Curiosity · Concept

Beam Search

Beam search maintains B candidate sequences (the 'beams') and at each step extends each one by the top tokens, keeping only the B overall best-scoring continuations. Compared to greedy decoding it catches situations where a locally low-probability token leads to a globally better sequence — which is why it remained the default for machine translation and summarization for years. For open-ended generation, however, beam search famously produces repetitive, generic text ('neural text degeneration'), so most chat-style LLMs use sampling (top-p / temperature) instead.

Quick reference

Proficiency
Intermediate
Also known as
beam decoding
Prerequisites
Autoregressive generation, Temperature sampling

Frequently asked questions

What is beam search?

Beam search is a heuristic decoding algorithm that keeps the B most-probable partial sequences at each step. It explores multiple continuations in parallel instead of committing to the single best next token, producing a better approximation of the globally most-probable sequence.

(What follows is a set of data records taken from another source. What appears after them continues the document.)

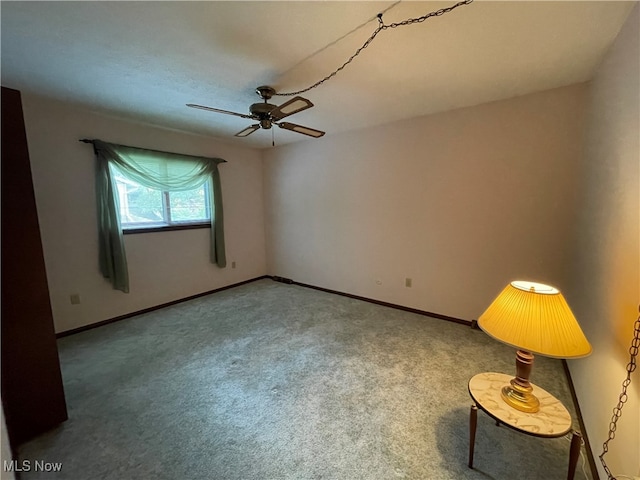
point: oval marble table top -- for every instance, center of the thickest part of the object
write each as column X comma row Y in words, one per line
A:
column 552, row 420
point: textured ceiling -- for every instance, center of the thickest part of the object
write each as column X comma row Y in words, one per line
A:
column 145, row 60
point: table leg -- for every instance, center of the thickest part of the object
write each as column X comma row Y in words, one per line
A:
column 574, row 454
column 473, row 423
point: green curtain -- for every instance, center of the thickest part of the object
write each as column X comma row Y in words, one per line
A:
column 152, row 169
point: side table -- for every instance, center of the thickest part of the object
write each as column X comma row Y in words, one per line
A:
column 551, row 421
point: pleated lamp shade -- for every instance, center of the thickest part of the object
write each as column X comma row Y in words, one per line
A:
column 535, row 318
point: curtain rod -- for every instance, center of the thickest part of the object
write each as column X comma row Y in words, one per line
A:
column 222, row 160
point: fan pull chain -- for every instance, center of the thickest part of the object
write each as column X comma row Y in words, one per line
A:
column 622, row 399
column 381, row 26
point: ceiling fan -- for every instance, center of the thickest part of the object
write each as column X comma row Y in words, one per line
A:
column 268, row 114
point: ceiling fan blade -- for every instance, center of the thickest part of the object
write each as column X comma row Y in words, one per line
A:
column 248, row 130
column 300, row 129
column 217, row 110
column 295, row 105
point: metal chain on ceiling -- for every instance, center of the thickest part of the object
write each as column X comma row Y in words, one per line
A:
column 381, row 26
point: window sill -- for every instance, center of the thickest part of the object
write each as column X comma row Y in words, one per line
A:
column 165, row 228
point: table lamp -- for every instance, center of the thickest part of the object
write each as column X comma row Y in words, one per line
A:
column 534, row 318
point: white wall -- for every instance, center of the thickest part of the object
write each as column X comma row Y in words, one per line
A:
column 605, row 286
column 163, row 266
column 461, row 202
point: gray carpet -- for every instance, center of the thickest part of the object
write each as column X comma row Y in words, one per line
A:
column 275, row 381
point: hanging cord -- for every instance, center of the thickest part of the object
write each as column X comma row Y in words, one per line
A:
column 381, row 26
column 622, row 399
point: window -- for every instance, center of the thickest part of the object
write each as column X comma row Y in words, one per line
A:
column 143, row 208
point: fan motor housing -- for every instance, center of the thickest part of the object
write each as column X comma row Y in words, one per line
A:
column 261, row 109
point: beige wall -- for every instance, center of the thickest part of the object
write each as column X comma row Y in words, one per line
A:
column 162, row 266
column 461, row 202
column 604, row 290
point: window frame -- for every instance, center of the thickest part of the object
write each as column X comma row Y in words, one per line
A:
column 168, row 224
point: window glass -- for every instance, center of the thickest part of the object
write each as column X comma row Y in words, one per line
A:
column 143, row 207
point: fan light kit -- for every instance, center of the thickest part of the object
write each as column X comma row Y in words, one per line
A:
column 268, row 114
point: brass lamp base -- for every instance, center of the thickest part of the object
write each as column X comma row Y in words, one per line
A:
column 520, row 399
column 519, row 393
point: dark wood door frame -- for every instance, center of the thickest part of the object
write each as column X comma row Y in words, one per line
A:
column 32, row 391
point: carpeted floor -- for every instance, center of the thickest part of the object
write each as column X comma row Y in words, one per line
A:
column 276, row 381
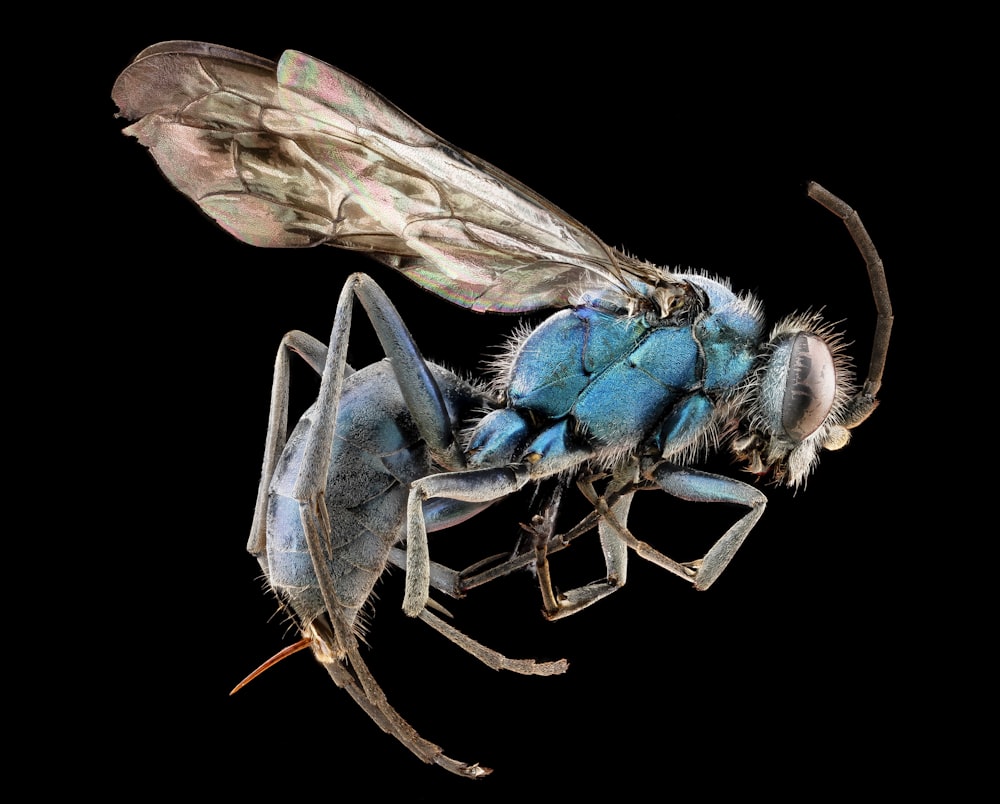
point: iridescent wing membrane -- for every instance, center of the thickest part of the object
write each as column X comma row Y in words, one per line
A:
column 298, row 154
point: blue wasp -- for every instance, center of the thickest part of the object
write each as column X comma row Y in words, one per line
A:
column 638, row 374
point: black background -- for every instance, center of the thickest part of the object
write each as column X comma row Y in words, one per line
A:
column 677, row 146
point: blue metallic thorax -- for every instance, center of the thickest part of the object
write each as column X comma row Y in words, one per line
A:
column 596, row 380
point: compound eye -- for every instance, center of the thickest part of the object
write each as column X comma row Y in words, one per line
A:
column 810, row 386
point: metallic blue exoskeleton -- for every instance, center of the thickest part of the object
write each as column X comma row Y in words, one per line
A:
column 638, row 373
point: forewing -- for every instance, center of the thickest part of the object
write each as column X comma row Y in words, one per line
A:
column 299, row 154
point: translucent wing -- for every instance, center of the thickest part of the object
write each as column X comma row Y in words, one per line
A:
column 300, row 154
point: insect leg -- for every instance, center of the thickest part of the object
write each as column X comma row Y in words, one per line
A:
column 348, row 670
column 474, row 486
column 315, row 354
column 695, row 486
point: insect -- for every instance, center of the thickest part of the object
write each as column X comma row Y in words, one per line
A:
column 323, row 560
column 638, row 373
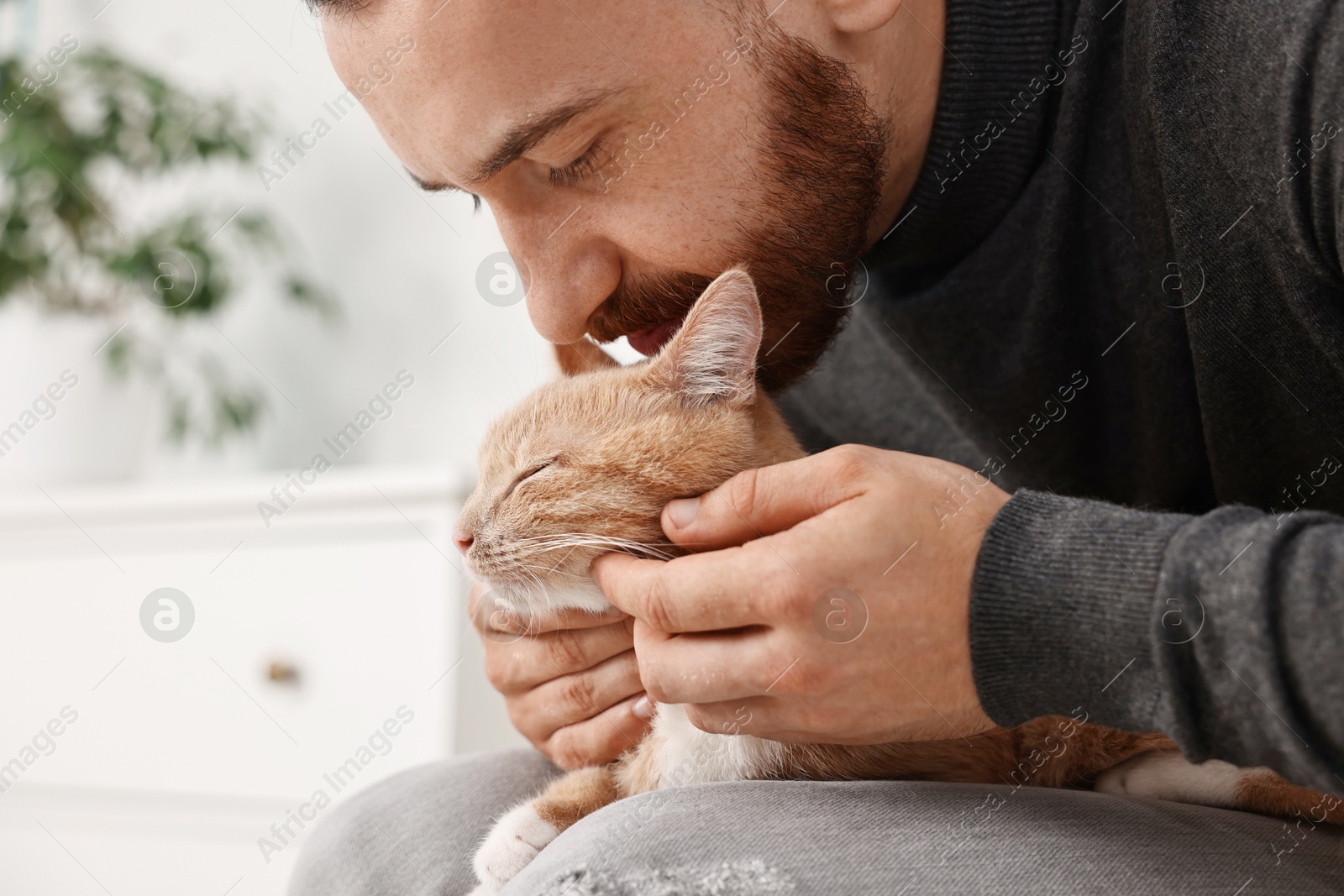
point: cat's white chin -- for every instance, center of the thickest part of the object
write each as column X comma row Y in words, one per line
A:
column 528, row 600
column 689, row 755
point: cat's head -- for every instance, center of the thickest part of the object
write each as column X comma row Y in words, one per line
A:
column 584, row 465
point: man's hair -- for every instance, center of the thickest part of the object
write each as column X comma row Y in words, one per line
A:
column 339, row 7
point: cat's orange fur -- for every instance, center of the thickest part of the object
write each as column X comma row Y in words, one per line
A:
column 611, row 448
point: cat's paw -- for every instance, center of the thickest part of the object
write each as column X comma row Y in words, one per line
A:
column 510, row 846
column 1167, row 775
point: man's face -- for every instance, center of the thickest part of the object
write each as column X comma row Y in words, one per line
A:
column 631, row 152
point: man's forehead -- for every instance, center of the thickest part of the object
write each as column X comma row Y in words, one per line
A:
column 472, row 80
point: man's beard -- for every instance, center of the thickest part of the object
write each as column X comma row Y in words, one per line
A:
column 823, row 165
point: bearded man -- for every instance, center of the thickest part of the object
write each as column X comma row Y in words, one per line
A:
column 1088, row 396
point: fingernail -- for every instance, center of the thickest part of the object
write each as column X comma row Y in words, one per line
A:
column 682, row 512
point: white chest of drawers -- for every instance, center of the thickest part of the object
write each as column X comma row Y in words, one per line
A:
column 323, row 656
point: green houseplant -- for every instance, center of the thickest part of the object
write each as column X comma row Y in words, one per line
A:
column 82, row 127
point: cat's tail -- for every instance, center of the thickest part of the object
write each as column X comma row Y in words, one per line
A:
column 1168, row 775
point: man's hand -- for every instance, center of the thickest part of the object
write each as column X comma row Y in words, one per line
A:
column 828, row 602
column 570, row 681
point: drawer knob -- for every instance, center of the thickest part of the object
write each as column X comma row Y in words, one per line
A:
column 282, row 672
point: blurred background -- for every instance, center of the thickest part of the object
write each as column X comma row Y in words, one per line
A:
column 244, row 369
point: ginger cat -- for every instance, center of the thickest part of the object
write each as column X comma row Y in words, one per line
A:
column 585, row 465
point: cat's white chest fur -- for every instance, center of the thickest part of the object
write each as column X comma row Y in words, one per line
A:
column 689, row 755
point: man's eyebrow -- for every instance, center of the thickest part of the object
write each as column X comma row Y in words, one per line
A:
column 521, row 139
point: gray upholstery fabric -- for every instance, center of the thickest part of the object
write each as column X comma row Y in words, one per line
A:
column 413, row 835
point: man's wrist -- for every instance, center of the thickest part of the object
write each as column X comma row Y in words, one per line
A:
column 1062, row 610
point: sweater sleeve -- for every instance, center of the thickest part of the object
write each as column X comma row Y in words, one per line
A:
column 1223, row 631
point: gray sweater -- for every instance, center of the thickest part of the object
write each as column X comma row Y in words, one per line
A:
column 1117, row 291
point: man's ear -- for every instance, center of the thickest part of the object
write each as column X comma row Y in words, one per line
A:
column 712, row 356
column 860, row 16
column 581, row 358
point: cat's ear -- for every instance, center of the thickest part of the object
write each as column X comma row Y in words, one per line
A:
column 712, row 356
column 581, row 358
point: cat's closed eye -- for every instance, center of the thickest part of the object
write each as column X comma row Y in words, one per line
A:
column 528, row 473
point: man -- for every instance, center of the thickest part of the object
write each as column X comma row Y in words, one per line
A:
column 1093, row 253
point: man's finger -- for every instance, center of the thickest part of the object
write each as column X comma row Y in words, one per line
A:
column 768, row 500
column 577, row 698
column 701, row 591
column 597, row 741
column 727, row 667
column 521, row 665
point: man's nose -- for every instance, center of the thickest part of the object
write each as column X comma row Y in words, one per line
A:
column 570, row 270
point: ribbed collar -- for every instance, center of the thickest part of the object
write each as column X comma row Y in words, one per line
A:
column 994, row 51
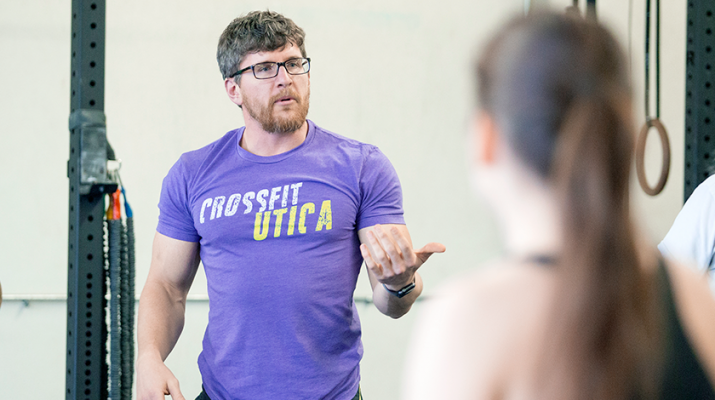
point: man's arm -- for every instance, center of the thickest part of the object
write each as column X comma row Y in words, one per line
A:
column 392, row 264
column 161, row 315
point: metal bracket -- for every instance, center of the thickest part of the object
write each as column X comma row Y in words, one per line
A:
column 93, row 151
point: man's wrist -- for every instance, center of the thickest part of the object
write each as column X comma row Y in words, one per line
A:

When is beam search useful?

For tasks with a narrow set of correct answers — machine translation, grammatical error correction, abstractive summarization — where the goal is to find a high-likelihood sequence rather than a diverse one.

Why don't chat models use beam search?

Open-ended generation with beam search produces repetitive, generic text. The argmax-probability sequence tends to be bland and often falls into repetition loops. Sampling methods (top-p, temperature) give more human-like output.

What are diverse beam search and length penalty?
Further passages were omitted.